I won’t introduce the basics of Spring Boot. It is recommended to watch this practical project:

https://github.com/javastacks/spring-boot-best-practice

spring:
  batch:
    job:
#设置为 false -需要jobLaucher.run执行
      enabled: false
    initialize-schema: always
#    table-prefix: my-batch

  datasource:
    druid:
      username: root
      password: root
      url: jdbc:mysql://localhost:3306/hellodemo?useSSL=false&useUnicode=true&characterEncoding=UTF-8&serverTimezone=GMT%2B8&zeroDateTimeBehavior=convertToNull
      driver-class-name: com.mysql.cj.jdbc.Driver
      initialSize: 5
      minIdle: 5
      maxActive: 20
      maxWait: 60000
      timeBetweenEvictionRunsMillis: 60000
      minEvictableIdleTimeMillis: 300000
      validationQuery: SELECT 1 FROM DUAL
      testWhileIdle: true
      testOnBorrow: false
      testOnReturn: false
      poolPreparedStatements: true
      maxPoolPreparedStatementPerConnectionSize: 20
      useGlobalDataSourceStat: true
      connectionProperties: druid.stat.mergeSql=true;druid.stat.slowSqlMillis=5000
server:
  port: 8665
ae76e1ee7d346a39c3b4213f2477aa66.png

ps: Here we use the druid database connection pool, but there is actually a small pit, which will be discussed later in the article.

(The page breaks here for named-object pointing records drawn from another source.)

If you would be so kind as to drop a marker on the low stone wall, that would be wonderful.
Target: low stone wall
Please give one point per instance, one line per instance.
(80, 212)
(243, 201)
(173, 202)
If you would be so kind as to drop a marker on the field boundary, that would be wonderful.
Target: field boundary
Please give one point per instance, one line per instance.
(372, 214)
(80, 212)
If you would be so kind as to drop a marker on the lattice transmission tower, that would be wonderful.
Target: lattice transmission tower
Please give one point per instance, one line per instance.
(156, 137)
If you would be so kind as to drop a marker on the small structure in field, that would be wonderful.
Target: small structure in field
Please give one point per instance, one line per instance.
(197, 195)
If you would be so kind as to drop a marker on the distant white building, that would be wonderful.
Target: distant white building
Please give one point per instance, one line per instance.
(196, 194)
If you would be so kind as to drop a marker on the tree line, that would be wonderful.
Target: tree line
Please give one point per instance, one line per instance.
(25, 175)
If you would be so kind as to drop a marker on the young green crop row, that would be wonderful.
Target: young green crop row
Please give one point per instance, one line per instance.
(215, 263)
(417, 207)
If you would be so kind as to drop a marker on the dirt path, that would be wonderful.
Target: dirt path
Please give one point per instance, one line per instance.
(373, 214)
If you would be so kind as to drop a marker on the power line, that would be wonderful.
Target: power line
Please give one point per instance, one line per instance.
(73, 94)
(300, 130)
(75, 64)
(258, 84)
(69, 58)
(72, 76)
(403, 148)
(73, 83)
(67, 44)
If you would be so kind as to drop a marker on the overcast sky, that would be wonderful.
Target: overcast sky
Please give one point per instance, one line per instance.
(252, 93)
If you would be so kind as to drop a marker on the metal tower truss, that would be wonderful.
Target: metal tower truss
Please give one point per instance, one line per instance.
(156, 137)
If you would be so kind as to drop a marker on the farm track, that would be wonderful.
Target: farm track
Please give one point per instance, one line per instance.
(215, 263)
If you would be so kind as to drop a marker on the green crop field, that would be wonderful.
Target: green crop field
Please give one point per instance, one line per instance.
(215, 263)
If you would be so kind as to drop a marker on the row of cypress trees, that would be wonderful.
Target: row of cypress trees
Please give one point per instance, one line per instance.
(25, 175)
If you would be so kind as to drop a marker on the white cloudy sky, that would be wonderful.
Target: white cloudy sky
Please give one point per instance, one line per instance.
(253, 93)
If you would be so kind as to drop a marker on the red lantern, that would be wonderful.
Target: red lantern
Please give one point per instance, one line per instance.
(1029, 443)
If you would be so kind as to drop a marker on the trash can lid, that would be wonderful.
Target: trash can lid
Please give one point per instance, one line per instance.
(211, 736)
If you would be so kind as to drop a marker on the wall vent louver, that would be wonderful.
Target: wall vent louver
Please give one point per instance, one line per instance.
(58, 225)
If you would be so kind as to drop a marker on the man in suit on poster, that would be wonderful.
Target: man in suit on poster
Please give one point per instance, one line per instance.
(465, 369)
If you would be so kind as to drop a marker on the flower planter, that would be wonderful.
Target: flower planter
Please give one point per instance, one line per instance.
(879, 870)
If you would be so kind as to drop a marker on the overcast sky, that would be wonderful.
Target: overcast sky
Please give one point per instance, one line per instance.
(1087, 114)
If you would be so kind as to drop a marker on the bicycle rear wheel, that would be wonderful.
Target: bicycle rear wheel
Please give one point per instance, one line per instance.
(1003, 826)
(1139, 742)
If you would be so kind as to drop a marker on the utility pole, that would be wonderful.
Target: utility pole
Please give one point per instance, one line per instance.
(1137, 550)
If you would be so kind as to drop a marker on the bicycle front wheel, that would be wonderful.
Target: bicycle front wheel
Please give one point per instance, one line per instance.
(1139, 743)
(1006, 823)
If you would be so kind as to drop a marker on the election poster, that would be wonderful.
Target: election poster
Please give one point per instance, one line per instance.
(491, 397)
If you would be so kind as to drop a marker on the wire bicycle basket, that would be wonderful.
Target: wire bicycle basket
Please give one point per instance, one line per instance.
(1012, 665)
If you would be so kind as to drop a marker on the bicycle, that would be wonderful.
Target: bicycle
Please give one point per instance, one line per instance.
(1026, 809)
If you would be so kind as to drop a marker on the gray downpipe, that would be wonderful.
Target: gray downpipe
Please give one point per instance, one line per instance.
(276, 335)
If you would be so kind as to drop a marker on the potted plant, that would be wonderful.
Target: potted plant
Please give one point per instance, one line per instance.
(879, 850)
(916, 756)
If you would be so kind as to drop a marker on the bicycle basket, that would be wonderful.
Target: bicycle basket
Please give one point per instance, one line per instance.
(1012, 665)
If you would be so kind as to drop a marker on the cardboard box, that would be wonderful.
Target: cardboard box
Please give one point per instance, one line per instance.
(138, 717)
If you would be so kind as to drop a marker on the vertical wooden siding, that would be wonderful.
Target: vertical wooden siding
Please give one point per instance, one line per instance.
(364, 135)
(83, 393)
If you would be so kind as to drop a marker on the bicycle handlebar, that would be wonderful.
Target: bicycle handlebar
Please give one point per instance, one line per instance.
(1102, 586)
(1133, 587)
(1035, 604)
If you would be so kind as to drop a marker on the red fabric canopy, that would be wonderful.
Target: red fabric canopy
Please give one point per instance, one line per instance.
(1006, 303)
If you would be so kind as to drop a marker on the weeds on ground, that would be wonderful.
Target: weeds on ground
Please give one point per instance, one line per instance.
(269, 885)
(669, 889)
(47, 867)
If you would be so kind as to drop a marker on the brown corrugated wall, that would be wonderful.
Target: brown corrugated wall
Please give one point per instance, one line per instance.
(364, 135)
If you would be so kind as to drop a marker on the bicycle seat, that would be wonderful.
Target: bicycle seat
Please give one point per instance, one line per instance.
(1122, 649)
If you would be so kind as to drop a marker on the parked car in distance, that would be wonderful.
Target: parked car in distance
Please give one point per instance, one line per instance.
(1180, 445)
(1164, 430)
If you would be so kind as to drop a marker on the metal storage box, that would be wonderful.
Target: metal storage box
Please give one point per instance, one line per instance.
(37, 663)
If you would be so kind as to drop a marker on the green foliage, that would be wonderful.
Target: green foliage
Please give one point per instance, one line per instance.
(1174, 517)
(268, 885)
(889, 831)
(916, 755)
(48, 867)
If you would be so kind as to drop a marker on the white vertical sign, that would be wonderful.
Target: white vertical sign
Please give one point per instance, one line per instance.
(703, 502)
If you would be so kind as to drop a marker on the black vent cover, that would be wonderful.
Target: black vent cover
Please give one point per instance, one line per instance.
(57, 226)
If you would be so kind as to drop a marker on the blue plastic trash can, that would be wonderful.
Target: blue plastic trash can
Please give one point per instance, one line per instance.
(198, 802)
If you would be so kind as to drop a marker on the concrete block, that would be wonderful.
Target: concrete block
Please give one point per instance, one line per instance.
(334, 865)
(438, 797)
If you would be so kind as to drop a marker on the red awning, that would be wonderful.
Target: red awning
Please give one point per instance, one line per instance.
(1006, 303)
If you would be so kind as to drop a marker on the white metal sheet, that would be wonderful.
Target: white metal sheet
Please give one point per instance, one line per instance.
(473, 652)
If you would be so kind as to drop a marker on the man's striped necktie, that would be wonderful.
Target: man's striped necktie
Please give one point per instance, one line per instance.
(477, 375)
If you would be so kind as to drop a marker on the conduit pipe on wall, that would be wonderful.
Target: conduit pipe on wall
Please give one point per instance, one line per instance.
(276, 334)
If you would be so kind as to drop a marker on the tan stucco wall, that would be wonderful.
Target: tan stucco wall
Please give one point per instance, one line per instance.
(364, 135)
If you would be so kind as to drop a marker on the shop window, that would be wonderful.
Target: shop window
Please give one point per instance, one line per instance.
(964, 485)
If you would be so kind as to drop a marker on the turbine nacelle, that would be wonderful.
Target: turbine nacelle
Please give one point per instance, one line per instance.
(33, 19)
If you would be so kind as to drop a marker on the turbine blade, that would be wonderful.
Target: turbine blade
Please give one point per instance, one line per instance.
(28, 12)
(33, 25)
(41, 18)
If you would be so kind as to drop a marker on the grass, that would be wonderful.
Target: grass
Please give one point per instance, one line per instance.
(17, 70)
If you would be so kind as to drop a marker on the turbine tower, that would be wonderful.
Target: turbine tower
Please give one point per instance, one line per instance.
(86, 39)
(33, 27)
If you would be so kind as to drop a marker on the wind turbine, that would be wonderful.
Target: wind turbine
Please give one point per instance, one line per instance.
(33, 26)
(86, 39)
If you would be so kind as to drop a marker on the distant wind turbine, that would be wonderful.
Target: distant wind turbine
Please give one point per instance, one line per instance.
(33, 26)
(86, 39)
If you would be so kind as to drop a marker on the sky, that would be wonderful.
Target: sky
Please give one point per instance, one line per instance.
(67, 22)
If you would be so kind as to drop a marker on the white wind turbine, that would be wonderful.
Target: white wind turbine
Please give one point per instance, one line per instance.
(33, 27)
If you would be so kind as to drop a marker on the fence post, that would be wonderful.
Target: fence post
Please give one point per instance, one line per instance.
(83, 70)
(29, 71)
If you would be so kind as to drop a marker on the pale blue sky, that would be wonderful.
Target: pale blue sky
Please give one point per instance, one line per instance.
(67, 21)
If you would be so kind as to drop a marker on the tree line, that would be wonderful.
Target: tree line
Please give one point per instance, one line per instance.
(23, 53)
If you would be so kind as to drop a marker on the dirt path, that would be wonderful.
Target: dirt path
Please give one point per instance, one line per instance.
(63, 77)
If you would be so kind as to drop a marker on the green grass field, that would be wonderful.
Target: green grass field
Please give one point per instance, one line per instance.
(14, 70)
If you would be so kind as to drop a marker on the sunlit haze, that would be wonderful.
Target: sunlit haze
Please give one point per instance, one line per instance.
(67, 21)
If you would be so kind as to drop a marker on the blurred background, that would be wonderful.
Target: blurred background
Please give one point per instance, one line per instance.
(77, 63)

Because after the final data processing of our instance this time, it is written to the database storage (of course, you can also output to a file, etc.).

So we also built a table earlier, and we also integrated mybatis in the pom file, so before we integrate the main code of spring batch, let's briefly go through these general information about the database.

Recommended learning: Spring Boot's latest learning roadmap is here, with 16 modules, novices can learn it!

pojo layers

BlogInfo.java :

/**
 * @Author : JCccc
 * @Description :
 **/
public class BlogInfo {

    private Integer id;
    private String blogAuthor;
    private String blogUrl;
    private String blogTitle;
    private String blogItem;

    @Override
    public String toString() {
        return "BlogInfo{" +
                "id=" + id +
                ", blogAuthor='" + blogAuthor + '\'' +
                ", blogUrl='" + blogUrl + '\'' +
                ", blogTitle='" + blogTitle + '\'' +
                ", blogItem='" + blogItem + '\'' +
                '}';
    }

    public Integer getId() {
        return id;
    }

    public void setId(Integer id) {
        this.id = id;
    }

    public String getBlogAuthor() {
        return blogAuthor;
    }

    public void setBlogAuthor(String blogAuthor) {
        this.blogAuthor = blogAuthor;
    }

    public String getBlogUrl() {
        return blogUrl;
    }

    public void setBlogUrl(String blogUrl) {
        this.blogUrl = blogUrl;
    }

    public String getBlogTitle() {
        return blogTitle;
    }

    public void setBlogTitle(String blogTitle) {
        this.blogTitle = blogTitle;
    }

    public String getBlogItem() {
        return blogItem;
    }

    public void setBlogItem(String blogItem) {
        this.blogItem = blogItem;
    }
}
mapper layer

BlogMapper.java :

ps: You can see that I used annotations in this example, haha, to save trouble, and I didn’t write the servcie layer and impl layer, also to save trouble, because the focus of this article is not on these, so don’t learn from these bad ones .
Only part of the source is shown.